Out-of-hours care has become a shambles since Labour allowed GPs to work from 8am to 6.30pm. Cash-strapped primary care trusts, which took on the responsibility of organising evening and weekend GP cover, often cut corners and employed too few doctors. When the on-call medic did answer a phone call or make a night visit they often knew nothing about the patient’s condition or care.
In the worst-case scenario, private companies have taken over the provision of cover and in many cases have employed foreign doctors, often with little grasp of English. Complaints from the public have soared. But as self-employed people, not NHS salaried staff, family doctors would have to agree to any major contract changes.

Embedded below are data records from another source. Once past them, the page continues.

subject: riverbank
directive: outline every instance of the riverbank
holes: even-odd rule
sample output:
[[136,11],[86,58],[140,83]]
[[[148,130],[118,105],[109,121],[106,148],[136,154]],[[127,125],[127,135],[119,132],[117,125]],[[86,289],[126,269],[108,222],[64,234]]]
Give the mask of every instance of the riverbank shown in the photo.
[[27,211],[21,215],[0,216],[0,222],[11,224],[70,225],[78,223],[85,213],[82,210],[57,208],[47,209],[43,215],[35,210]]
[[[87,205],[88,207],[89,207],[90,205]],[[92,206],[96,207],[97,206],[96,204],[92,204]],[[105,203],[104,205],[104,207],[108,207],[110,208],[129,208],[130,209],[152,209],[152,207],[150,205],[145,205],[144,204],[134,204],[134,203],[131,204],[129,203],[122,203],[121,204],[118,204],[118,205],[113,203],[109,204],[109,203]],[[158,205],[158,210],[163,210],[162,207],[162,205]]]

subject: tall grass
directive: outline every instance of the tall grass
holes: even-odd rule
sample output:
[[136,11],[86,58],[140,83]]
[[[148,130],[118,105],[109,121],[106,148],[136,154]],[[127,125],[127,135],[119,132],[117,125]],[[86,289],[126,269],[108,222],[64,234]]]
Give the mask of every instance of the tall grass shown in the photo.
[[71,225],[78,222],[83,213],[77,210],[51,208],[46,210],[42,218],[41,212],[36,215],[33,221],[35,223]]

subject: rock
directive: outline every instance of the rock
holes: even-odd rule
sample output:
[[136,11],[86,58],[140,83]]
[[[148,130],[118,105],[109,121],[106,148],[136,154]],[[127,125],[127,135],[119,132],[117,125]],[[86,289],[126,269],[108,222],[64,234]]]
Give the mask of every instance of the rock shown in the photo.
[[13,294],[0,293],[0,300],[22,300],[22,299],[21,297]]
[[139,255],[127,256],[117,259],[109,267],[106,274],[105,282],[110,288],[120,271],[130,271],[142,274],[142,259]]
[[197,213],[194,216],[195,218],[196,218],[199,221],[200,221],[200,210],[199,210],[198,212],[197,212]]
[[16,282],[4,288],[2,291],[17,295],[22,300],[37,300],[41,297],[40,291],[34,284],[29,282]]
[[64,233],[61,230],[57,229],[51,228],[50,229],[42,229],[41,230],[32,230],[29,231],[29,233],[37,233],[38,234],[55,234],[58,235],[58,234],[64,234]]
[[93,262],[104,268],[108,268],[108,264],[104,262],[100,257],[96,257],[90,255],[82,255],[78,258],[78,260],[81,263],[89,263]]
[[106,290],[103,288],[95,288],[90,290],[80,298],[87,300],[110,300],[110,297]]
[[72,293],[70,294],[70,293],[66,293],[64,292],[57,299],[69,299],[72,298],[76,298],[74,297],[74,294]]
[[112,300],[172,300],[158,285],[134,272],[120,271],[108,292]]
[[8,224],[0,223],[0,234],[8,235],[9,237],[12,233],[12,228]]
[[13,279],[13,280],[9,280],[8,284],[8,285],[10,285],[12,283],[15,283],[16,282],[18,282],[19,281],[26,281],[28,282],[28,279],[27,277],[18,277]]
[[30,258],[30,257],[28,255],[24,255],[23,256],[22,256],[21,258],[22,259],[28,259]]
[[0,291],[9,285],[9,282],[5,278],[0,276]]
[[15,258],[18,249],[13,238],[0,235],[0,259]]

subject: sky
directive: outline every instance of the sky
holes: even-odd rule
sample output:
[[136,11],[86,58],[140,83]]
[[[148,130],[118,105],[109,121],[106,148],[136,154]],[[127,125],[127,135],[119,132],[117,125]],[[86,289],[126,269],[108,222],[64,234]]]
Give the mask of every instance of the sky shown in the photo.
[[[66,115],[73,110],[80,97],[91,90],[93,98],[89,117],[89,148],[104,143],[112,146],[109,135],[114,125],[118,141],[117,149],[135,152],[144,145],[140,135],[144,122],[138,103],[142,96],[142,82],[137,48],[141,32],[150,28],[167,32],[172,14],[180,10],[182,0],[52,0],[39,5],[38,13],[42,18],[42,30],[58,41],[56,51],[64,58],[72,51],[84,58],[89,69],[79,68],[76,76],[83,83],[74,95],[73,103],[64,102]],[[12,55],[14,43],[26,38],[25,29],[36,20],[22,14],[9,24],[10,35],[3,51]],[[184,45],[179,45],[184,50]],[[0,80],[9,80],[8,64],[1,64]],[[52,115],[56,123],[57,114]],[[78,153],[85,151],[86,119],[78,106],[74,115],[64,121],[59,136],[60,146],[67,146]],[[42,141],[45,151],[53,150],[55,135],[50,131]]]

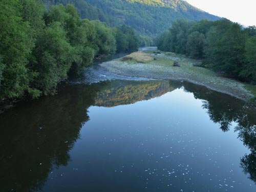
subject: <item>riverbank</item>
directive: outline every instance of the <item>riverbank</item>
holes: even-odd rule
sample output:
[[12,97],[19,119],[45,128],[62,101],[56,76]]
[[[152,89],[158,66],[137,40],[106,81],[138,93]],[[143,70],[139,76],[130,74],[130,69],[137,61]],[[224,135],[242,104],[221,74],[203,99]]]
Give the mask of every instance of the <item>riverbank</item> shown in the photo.
[[[209,69],[194,67],[199,65],[201,60],[174,53],[153,50],[143,52],[154,60],[141,63],[121,58],[103,62],[100,66],[110,72],[131,77],[187,81],[245,101],[254,96],[248,89],[248,84],[226,78]],[[173,67],[174,61],[181,67]]]

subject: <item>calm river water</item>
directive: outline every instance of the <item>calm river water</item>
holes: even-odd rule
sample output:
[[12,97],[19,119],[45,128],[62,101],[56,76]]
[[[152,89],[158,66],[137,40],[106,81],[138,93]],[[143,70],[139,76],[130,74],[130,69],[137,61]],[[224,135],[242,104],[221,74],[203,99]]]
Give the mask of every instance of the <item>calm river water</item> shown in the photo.
[[62,84],[0,115],[0,191],[255,191],[255,125],[187,82]]

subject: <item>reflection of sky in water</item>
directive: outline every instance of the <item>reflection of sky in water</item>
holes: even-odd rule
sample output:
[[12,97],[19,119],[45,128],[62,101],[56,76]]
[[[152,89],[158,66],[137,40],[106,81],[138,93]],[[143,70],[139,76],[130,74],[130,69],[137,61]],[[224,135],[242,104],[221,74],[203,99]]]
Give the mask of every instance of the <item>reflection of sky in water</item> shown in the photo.
[[242,172],[249,153],[182,89],[113,108],[91,106],[70,154],[45,191],[255,191]]

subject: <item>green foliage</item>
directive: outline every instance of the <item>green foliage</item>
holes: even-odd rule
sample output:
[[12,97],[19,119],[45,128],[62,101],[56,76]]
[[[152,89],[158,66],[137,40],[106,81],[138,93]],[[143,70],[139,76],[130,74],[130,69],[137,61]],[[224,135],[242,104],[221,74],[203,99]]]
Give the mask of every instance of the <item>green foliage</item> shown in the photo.
[[116,40],[113,31],[99,20],[92,22],[96,31],[96,44],[99,54],[112,55],[116,50]]
[[191,33],[187,36],[186,45],[187,56],[191,58],[202,58],[205,38],[204,35],[197,31]]
[[22,18],[22,5],[16,0],[0,2],[0,97],[22,97],[29,87],[28,57],[33,47],[28,22]]
[[204,59],[205,67],[255,83],[255,34],[254,26],[243,29],[226,19],[178,20],[158,37],[157,46],[162,51]]
[[[48,11],[40,0],[0,2],[0,98],[54,94],[68,74],[81,74],[96,55],[115,53],[115,30],[81,19],[63,2],[66,7]],[[127,49],[137,49],[137,34],[127,29]]]
[[[111,27],[124,24],[140,34],[154,36],[178,18],[215,20],[210,15],[180,0],[44,0],[46,5],[72,4],[82,18],[99,19]],[[90,14],[89,14],[90,13]]]
[[39,75],[35,83],[45,95],[54,94],[58,83],[67,77],[72,63],[73,48],[59,22],[53,22],[36,42],[35,53]]
[[139,46],[138,35],[133,29],[124,25],[115,29],[117,50],[119,52],[137,51]]
[[227,19],[216,22],[207,34],[206,62],[215,71],[237,78],[244,60],[245,33],[238,24]]
[[256,83],[256,37],[248,37],[245,44],[245,63],[240,75]]

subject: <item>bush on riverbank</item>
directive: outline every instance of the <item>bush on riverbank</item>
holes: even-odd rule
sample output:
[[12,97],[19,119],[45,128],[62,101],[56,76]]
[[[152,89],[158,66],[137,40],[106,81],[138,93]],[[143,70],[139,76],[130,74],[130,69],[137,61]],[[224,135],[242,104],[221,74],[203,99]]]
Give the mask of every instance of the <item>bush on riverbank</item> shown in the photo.
[[137,62],[142,63],[147,63],[154,60],[154,58],[151,57],[148,54],[144,53],[142,51],[134,52],[127,55],[122,59],[122,61],[135,60]]
[[202,66],[231,77],[256,83],[256,27],[243,29],[223,19],[178,20],[158,38],[162,51],[203,59]]
[[[40,0],[1,1],[0,6],[2,99],[54,94],[68,74],[79,75],[95,57],[119,51],[116,39],[128,36],[99,21],[81,19],[71,5],[49,11]],[[125,51],[133,51],[137,34],[122,27],[133,34],[125,39]]]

Opting out of out-of-hours was one of the main reasons GP voted for their new contract in 2004. Their bargaining power is that they can walk out of the NHS and only treat private patients, as many dentists quit when they did not like their contract.
Two years ago, Labour tried to get GPs to extend their opening hours for patients and the vast majority refused, claiming working longer hours would adversely affect their ability to give their best to patients. I can’t see why. In most GP practices, there are several doctors and they are never all on duty at the same time. Why not have a shift system? Hospital doctors, indeed the vast majority of NHS medical staff, work a shift system. Why not GPs?
But in a way I do feel sorry for GPs and all other NHS staff. Another Government, another NHS agenda and another reform.